Но в тот раз он ее так и не увидел, потому что через два месяца они снова уехали, на сей раз в Южную Америку, так как в Европу въезд был закрыт. И еще год к его матери и к остальной пятерке приходили открытки и письма, в которых о чужих странах опять говорилось не больше, чем если бы письма писались в соседнем округе; теперь в них говорилось не только о детях, но и о доме – не о чудовище, в которое превратил его Гаррисс, а о том, каким он был прежде, словно, когда она еще раз увидела место, занимаемое им в пространстве, перед нею возник его образ во времени, словно в ее отсутствие он остался нетронутым, словно просто держался, ожидая ее возвращения; и все еще казалось, будто даже приближаясь к сорока годам, она еще меньше, чем когда-либо, была склонна к новизне, к восприятию новых вещей и чувств. Потом они возвратились. Теперь их было четверо – с ними приехал кавалерийский капитан из Аргентины, он преследовал, провожал или, во всяком случае, обхаживал явно не дочь, а мать, и таким образом этот сюжет тоже был перевернут вверх тормашками: ведь капитан Гуальдрес был примерно на столько же старше девушки, на сколько ее отец был в свое время старше своей невесты, и в сюжете, по крайней мере, наблюдалась некая закономерность.
И вот в одно прекрасное утро, когда они с дядей переходили Площадь и размышляли (он, Чарльз, во всяком случае) о чем угодно, только не об этом, он вдруг поднял глаза и увидел ее. И оказалось, что он прав. Она выглядела именно так, как, по его мнению, должна была выглядеть, и тогда и даже еще прежде, чем они остановились, он ощутил этот запах – аромат старинного саше, лаванды, тимьяна или чего-то в том же роде, и если вначале могло показаться, будто от первого сопрокосновения с мирским блеском он исчезнет, то уже в следующий миг становилось ясно, что этот аромат, запах, дуновение, шепот силен и долговечен, а вспыхнул и померк как раз изменчивый и преходящий блеск.

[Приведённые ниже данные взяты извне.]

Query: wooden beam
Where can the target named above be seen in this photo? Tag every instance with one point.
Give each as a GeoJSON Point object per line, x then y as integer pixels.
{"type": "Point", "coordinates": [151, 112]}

– Это Чарльз, – сказал дядя. – Сын Мэгги. Надеюсь, вы будете счастливы.
– Простите? – сказала она.
Дядя повторил:
– Надеюсь, вы будете очень счастливы.
И он, Чарльз, сразу понял: тут что-то не так; он понял это даже прежде, чем она сказала:
– Счастлива?
– Да, – сказал дядя. – Разве я не вижу это по вашему лицу? Или мне нельзя этого видеть?
И тогда он понял, что именно не так. Это было в дяде; казалось, что тот год – десять лет назад, – когда дядя перестал разговаривать, длится уже слишком долго. Наверно, потому, что разговаривать это все равно, что играть в гольф или стрелять влет – тут нельзя пропускать ни единого дня, а если пропустишь целый год, то ни прежнего навыка, ни глазомера никогда уж больше не вернешь.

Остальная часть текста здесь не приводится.